Ok just read the article. Ugh. Don't know if this is affecting the 2 I have on the porch that I hatched from rfr, all I know is they all here are not as hardy as the ones from dcf

Sent from my SM-G900V using Chicken Forum mobile app


----------



## chickenqueen (Jan 9, 2016)

Have you wormed them?That will cause weight loss and other ailments.


----------



## Maryellen (Jan 21, 2015)

Yes, they all got wormed, I check poop every morning lol ,no one had worms but I wormed anyway

Sent from my SM-G900V using Chicken Forum mobile app


----------



## Sylvester017 (Nov 2, 2013)

Maryellen said:


> Ok just read the article. Ugh. Don't know if this is affecting the 2 I have on the porch that I hatched from rfr, all I know is they all here are not as hardy as the ones from dcf
> 
> Sent from my SM-G900V using Chicken Forum mobile app





chickenqueen said:


> Have you wormed them?That will cause weight loss and other ailments.

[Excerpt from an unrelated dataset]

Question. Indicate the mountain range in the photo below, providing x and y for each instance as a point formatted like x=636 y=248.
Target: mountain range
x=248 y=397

Leukosis is a virus that attacks the internal organs but not the nervous system (which Marek's attacks the nervous system) and leukosis compromises the bird's immune system so that ailments like cocci or respiratory issues don't seem to respond to treatments and the bird gets thinner in spite of eating/drinking, and eventually gets lethargic and loses its sparkle and outgoing personality. Some birds die early while some linger on well into their juvenile age. But the outcome will be the same for leukosis birds -- they will eventually die if not euthanized -- there's no cure or effective treatment. Many chicken diseases show the same symptoms but now that I've had birds w/ leukosis it has been easier to distinguish from Marek's symptoms.

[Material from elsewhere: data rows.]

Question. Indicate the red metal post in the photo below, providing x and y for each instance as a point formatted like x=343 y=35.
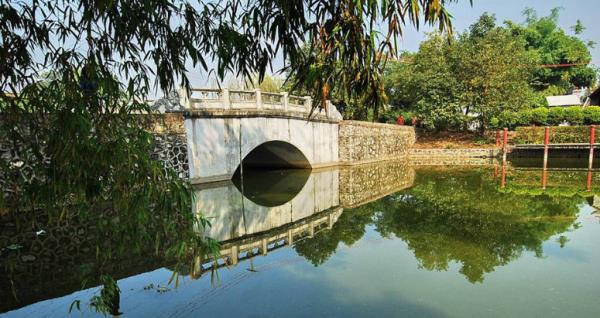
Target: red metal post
x=546 y=142
x=497 y=138
x=503 y=178
x=544 y=178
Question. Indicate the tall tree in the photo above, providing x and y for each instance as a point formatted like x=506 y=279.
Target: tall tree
x=493 y=71
x=473 y=76
x=555 y=47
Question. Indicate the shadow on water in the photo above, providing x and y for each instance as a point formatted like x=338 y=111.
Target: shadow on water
x=444 y=216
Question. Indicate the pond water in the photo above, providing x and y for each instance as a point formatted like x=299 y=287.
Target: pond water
x=376 y=240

If these birds were other than Breda I would say worming might be an obvious culprit but since I do fecal tests through my vet with all incoming or shipped birds, I knew worms was not the problem with my Blue Breda pullets.

I have had other breeds w/ respiratory issues that responded beautifully to my vet's treatments and recovered with flying colors -- but Breda w/ leukosis don't seem to respond to usual respiratory treatments, maybe it seems like they temporarily recover but then relapse again, continue losing weight, possibly having trouble w/ cocci -- especially w/ younger or juvenile Breda. Trauma, like shipping younger infected chicks, brings on stress that brings on cocci, CRD, symptoms and causes a high mortality. Surviving chicks that are leukosis-infected will definitely eventually die as time goes by. Marek's has some degree of treatment but not avian leukosis -- leukosis is currently an incurable death sentence and best to keep these birds isolated to monitor for symptoms and not used as breeding stock. Since Breda have been having a high mortality issue, it may be safer to keep monitoring them until infected birds have been weeded out. Apparently, mating transfers the leukosis virus which is why chickendanz has suggested using only identified healthy birds as breeding stock. I think waiting until Breda are 2 yrs or older would be a good wait-and-see to use as breeders and not mix mating cockerels with pullets until they all "pass the test of time".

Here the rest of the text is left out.